Produces the following output:

App  reply_urls
---  ----------
App1 {https://testapp1url1}
App2 {https://testapp2url1, https://testapp2url2}
App3 {https://testapp3url1, https://testapp3url2, https://testapp3url3}

If you just want to output the URL you can skip the construction of the PSCustomObject:

foreach($obj in $json.New.PSObject.Properties) {
    foreach($url in $obj.Value.PSObject.Properties) {
        $url.Value
    }
}
Santiago Squarzon
  • 41,465
  • 5
  • 14
  • 37
  • 1
    Thanks, is there a way to do this without directly referencing the key name `New` in the 1st line? As in `($json.New.PSObject.Properties)` – swtto Apr 02 '22 at 18:41
  • 1
    Yeah, it would be another layer of `PSObject.Properties`, assuming the Property Name you want to target has the name `New`: `$json.PSObject.Properties.Item('New').Value` but again, here you know the name is `New`. – Santiago Squarzon Apr 02 '22 at 18:53
3

Complementing Santiago Squarzon's helpful answer, I've looked for a generalized approach to get JSON properties without knowing the names of their parents in advance.

Pure PowerShell solution

I wrote a little helper function Expand-JsonProperties that "flattens" the JSON. This allows us to use simple non-recursive Where-Object queries for finding properties, regardless how deeply nested they are.

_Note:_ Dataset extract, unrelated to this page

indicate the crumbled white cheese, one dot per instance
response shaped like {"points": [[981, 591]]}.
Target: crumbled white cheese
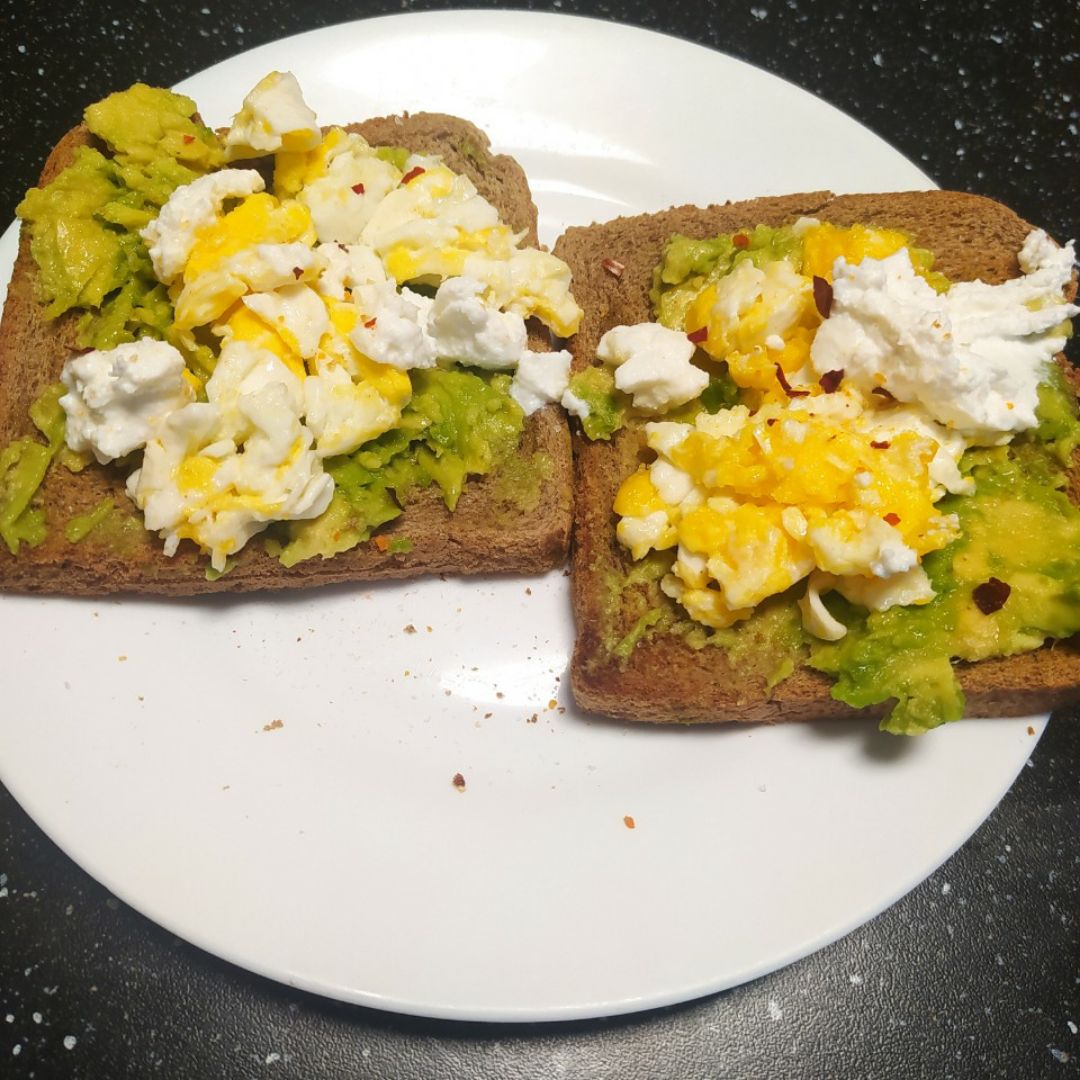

Function Expand-JsonProperties {
    [CmdletBinding()]
    param (
        [Parameter(Mandatory, ValueFromPipeline)] [PSCustomObject] $Json,
        [Parameter()] [string] $Path,
        [Parameter()] [string] $Separator = '/'
    )
    
    process {
        $Json.PSObject.Properties.ForEach{

            $propertyPath = if( $Path ) { "$Path$Separator$($_.Name)" } else { $_.Name }

            if( $_.Value -is [PSCustomObject] ) {
                Expand-JsonProperties $_.Value $propertyPath
            }
            else {
                [PSCustomObject]@{
                    Path   = $propertyPath
                    Value  = $_.Value
                }
            }
        }
    }
}

Given your XML sample we can now write:

$inputFile = Get-Content -Path $inputFilePath -Raw | ConvertFrom-Json

$inputFile | Expand-JsonProperties | Where-Object Path -like '*/reply_urls'

Output:

Path                Value
----                -----
New/App1/reply_urls {https://testapp1url1}
New/App2/reply_urls {https://testapp2url1, https://testapp2url2}
New/App3/reply_urls {https://testapp3url1, https://testapp3url2, https://testapp3url3}

Optimized solution using inline C#

Out of curiosity I've tried out a few different algorithms, including ones that don't require recursion.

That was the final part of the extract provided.